Sintomas da epilepsia

  • Crises e momentos de ausência, gerando perda de consciência por instantes;
  • Sensação de distorção da percepção ou que não se tem controle sobre os movimentos de parte do corpo;
  • Distorção da realidade, vendo situações ou ouvindo frases de forma diferente;
  • Rigidez e contração do corpo, inclusive convulsão;
  • Confusão e déficit de memória, especialmente após uma crise.

Causas da epilepsia

A causa da doença ainda é desconhecida, no entanto esse é um problema de saúde que pode estar associado a ferimentos na cabeça, inclusive a traumas sofridos no momento do parto.

Outros casos que podem levar ao desenvolvimento da epilepsia é o abuso de drogas e álcool, bem como tumores na cabeça e demais doenças associadas ao cérebro/neurológicas.

Diagnóstico da epilepsia

Esta é uma doença bastante comum. Segundo a Organização Mundial de Saúde, 1% da população mundial sofre com a epilepsia. Duas em cada 100 pessoas são epiléticas.

A confirmação da doença é feita somente por um médico especialista, o neurologista. Para efetuar o diagnóstico, o profissional solicita exames como o eletroencefalograma.

Além disso, o médico também considera o histórico do paciente, se há epiléticos na família e também se ele já passou por crises. Este é um fator importante, porque algumas vezes o exame não entrega um resultado 100% assertivo.

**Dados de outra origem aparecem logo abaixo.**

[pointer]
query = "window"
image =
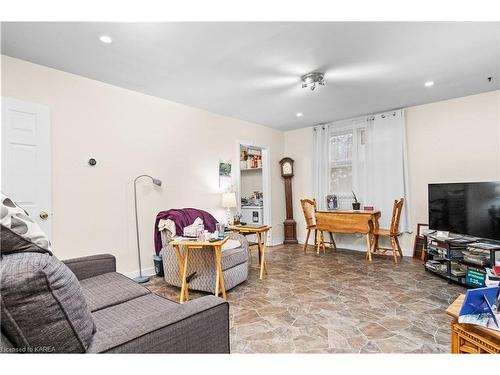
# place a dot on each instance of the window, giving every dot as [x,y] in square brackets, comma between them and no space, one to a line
[346,151]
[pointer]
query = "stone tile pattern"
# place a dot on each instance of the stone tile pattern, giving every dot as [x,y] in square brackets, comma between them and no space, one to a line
[336,303]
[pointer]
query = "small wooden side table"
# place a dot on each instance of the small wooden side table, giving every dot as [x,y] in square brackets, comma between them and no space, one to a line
[469,338]
[184,263]
[261,233]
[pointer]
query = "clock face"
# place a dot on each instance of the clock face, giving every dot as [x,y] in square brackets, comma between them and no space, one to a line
[287,168]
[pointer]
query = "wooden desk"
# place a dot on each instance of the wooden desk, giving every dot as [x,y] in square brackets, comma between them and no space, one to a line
[468,338]
[349,221]
[184,263]
[261,233]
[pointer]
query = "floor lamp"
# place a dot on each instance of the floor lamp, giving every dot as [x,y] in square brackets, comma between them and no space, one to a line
[141,279]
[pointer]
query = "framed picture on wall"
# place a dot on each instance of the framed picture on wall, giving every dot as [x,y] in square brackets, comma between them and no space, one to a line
[331,202]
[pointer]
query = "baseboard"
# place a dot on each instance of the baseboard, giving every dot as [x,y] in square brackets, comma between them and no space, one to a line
[145,272]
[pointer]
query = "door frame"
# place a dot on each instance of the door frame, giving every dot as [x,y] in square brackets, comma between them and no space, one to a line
[266,181]
[44,110]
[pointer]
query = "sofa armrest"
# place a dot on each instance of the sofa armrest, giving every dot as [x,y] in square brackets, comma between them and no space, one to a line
[91,266]
[197,326]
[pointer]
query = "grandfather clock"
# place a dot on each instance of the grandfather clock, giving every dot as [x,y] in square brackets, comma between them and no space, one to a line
[290,225]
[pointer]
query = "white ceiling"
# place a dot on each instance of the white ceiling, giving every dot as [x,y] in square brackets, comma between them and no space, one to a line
[251,71]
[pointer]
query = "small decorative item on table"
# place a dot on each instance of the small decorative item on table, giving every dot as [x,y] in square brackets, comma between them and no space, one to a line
[356,206]
[418,246]
[331,202]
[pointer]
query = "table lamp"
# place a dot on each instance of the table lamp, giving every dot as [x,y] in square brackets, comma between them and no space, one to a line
[228,202]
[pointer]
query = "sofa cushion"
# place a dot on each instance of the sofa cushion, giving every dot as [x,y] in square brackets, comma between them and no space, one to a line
[128,327]
[233,257]
[19,232]
[42,304]
[110,289]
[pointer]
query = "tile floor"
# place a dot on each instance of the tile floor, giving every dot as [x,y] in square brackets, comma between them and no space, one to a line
[336,303]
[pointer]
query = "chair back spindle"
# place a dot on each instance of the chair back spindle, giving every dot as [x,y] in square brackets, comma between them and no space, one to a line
[396,215]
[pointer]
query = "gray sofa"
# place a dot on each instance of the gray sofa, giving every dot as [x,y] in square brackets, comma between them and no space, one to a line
[43,311]
[202,261]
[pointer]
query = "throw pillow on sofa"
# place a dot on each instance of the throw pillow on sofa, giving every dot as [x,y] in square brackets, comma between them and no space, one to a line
[19,232]
[43,308]
[42,305]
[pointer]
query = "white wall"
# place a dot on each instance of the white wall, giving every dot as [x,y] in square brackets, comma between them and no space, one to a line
[448,141]
[129,134]
[251,180]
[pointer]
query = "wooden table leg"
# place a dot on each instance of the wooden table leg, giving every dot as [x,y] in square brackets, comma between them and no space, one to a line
[455,339]
[219,278]
[181,268]
[368,247]
[262,250]
[318,242]
[184,288]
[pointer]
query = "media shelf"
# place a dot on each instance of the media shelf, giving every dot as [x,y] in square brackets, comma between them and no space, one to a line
[460,260]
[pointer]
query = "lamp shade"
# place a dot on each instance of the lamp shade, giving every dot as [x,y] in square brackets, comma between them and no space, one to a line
[228,200]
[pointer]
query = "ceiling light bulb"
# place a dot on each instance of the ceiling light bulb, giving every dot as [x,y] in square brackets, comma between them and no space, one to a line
[106,39]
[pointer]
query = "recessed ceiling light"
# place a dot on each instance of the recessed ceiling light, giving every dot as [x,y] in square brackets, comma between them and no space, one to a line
[312,79]
[106,39]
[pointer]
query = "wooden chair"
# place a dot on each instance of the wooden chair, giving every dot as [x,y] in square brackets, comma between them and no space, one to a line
[309,209]
[393,233]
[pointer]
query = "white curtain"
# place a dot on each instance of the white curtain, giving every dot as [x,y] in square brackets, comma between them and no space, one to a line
[379,166]
[386,166]
[321,164]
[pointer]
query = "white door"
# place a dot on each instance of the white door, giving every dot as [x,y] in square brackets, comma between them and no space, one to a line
[26,158]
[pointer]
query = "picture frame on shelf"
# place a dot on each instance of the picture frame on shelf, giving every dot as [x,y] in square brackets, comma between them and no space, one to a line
[331,202]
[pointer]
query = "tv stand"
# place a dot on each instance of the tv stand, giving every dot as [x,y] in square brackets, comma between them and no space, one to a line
[445,258]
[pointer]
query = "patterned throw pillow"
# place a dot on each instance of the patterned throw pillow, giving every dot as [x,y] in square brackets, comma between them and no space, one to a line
[19,232]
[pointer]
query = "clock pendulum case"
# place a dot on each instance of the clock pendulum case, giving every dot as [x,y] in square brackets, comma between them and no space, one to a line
[290,226]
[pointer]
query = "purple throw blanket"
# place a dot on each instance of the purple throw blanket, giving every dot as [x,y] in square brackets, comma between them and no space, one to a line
[182,217]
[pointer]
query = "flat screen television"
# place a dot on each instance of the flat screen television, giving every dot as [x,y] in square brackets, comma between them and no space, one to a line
[471,208]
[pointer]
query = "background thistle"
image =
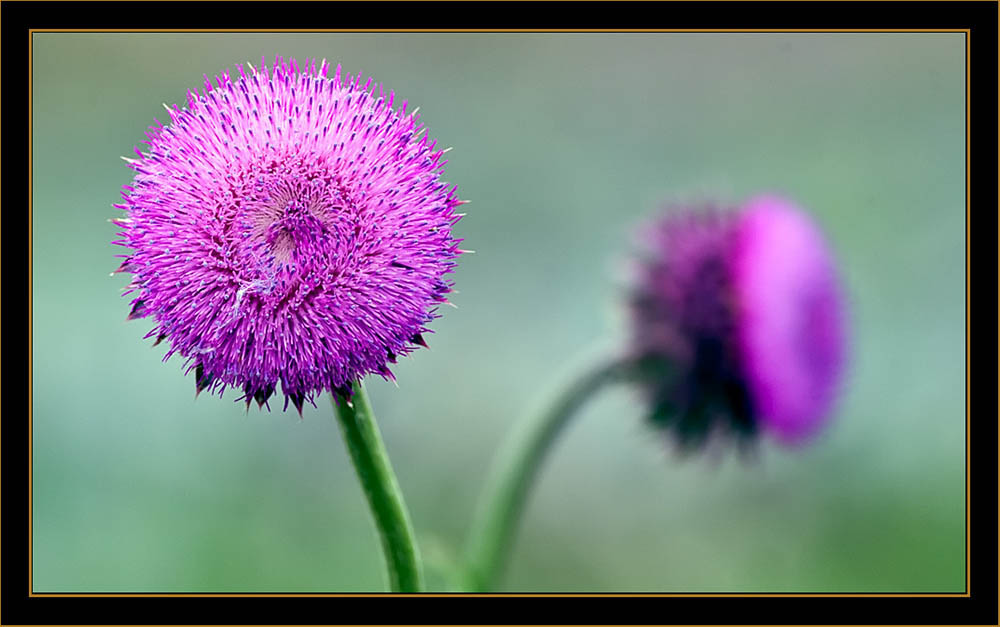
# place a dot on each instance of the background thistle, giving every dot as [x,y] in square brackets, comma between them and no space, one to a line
[738,318]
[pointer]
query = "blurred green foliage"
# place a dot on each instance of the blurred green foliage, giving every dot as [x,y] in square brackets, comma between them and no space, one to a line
[564,143]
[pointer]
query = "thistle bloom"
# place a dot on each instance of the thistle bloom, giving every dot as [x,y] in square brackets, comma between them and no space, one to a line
[288,227]
[739,319]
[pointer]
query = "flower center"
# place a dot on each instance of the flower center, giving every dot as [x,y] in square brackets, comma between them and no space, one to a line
[295,233]
[291,223]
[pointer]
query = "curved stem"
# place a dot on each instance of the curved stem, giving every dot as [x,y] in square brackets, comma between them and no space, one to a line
[516,465]
[357,423]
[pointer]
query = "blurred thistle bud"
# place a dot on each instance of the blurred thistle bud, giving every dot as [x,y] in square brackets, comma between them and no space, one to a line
[738,323]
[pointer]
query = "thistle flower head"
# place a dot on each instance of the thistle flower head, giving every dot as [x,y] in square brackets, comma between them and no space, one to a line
[288,227]
[738,321]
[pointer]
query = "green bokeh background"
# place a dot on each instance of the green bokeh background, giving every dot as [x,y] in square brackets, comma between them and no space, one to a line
[564,143]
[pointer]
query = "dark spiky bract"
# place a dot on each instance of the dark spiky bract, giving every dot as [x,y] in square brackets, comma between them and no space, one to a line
[288,228]
[738,323]
[683,328]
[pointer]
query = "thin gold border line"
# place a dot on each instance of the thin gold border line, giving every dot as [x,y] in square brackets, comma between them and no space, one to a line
[31,593]
[499,30]
[499,594]
[31,335]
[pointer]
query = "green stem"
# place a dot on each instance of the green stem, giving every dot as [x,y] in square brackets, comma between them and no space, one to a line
[516,465]
[357,423]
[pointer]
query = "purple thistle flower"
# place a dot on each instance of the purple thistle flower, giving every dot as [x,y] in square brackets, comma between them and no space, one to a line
[288,227]
[738,320]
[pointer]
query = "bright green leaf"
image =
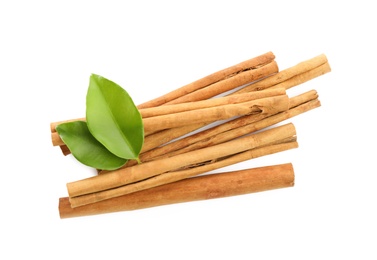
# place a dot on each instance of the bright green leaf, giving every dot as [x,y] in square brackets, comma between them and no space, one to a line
[113,119]
[85,148]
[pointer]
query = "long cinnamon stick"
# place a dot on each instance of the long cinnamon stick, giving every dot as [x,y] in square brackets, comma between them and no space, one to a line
[288,78]
[149,169]
[185,172]
[208,115]
[268,105]
[218,76]
[232,129]
[204,187]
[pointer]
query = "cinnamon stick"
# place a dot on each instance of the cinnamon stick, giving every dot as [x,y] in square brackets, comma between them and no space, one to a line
[185,172]
[204,187]
[208,115]
[146,170]
[232,129]
[288,78]
[216,77]
[212,113]
[292,76]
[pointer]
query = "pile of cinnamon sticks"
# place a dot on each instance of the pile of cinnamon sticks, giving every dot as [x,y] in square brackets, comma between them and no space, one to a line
[227,117]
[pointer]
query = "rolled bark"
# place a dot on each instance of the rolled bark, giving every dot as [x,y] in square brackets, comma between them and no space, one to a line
[205,187]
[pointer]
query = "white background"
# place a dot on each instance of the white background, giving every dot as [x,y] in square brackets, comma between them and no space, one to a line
[48,50]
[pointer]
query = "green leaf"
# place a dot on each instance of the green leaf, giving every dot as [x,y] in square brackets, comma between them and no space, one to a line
[113,119]
[85,148]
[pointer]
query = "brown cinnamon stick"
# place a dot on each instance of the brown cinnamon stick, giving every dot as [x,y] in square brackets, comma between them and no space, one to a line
[146,170]
[270,105]
[292,76]
[204,187]
[185,172]
[232,129]
[216,77]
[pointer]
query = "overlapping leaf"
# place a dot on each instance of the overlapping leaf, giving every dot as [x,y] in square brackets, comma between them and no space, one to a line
[85,148]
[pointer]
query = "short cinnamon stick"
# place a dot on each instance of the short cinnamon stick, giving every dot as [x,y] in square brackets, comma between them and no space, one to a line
[204,187]
[292,76]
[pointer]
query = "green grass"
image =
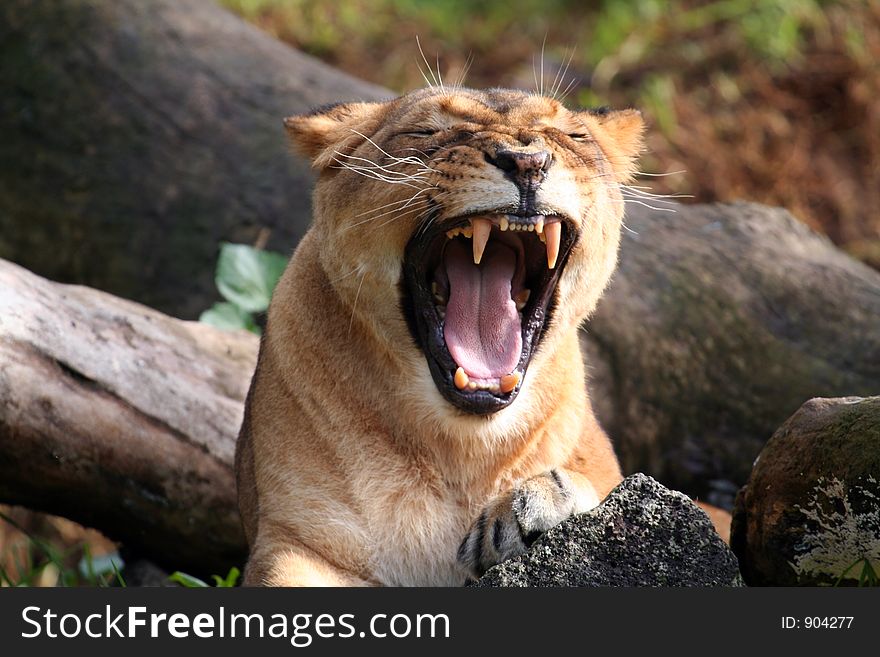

Caso o paciente não se lembre de ter vivenciado crises de epilepsia, o que é muito comum, o relato de pessoas próximas e testemunhas é importante e ajuda a diagnosticar a doença.

Como agir durante crises de epilepsia

  • Acomode a pessoa de forma confortável, afrouxe suas roupas e coloque sua cabeça de lado sobre algo macio, como uma almofada ou travesseiro;
  • Se possível, coloque um pedaço de pano entre os dentes da pessoa, para evitar que fique com machucados na boca;
  • Levante o queixo da pessoa, o que ajuda a obter uma melhor passagem de ar e não bloqueia sua respiração;
  • Não segure a pessoa, mesmo em momentos de convulsão, para evitar que se machuque;
  • Depois da crise, deixe a pessoa descansar, se acalmar e ter noção do espaço ao seu redor. Em seguida, encaminhe-a para sua casa ou ligue para um familiar para acompanhá-lo.

Tratamento para epilepsia

O tratamento de pacientes epiléticos é feito com medicamentos que têm como função evitar a alteração do funcionamento cerebral que dá origem aos momentos de crise e sintomas. Entre os principais estão o Rivotril e Clonazepam.

Além do medicamento, também é feito um acompanhamento médico contínuo e frequente, para verificar se houve um desenvolvimento da doença e se há a necessidade de ajustar os medicamentos, seja na dose ou uso de um novo remédio. Durante o tratamento, o paciente deve realizar uma dieta especial, rica em lipídios. Em casos especiais, uma cirurgia pode ser indicada pelo médico, somente como último recurso.

É comum que o especialista recomende ao paciente que faça um pequeno diário com sintomas e o que vivência no período de pré, durante e pós-crise, o que ajuda a identificar os fatores que a desencadeiam, podendo combatê-los com maior eficácia.

Curiosamente, o tratamento para epilepsia tende a ser longo. Existem casos em que o uso de remédios e acompanhamento por um especialista é feito durante anos, porém frequentemente se obtém sucesso e total controle da doença.

Prevenção da epilepsia

A melhor forma de prevenção da epilepsia é evitar situações estressantes e de ansiedade, dormir melhor e se alimentar bem. Ademais, evite o consumo de drogas e álcool, que costumam desencadear a doença.

Não se automedique

Um fator importante é que o paciente não se automedique em hipótese alguma. Sempre consulte um médico e solicite a indicação de um tratamento ou medicamento que seja mais adequado ao seu caso.

A automedicação pode mascarar temporariamente o problema, mas não o curar. Além disso, existe a possibilidade de tomar um remédio que comprometa ainda mais a saúde. Por isso, ao notar os sintomas da epilepsia o primeiro passo é sempre procurar um especialista.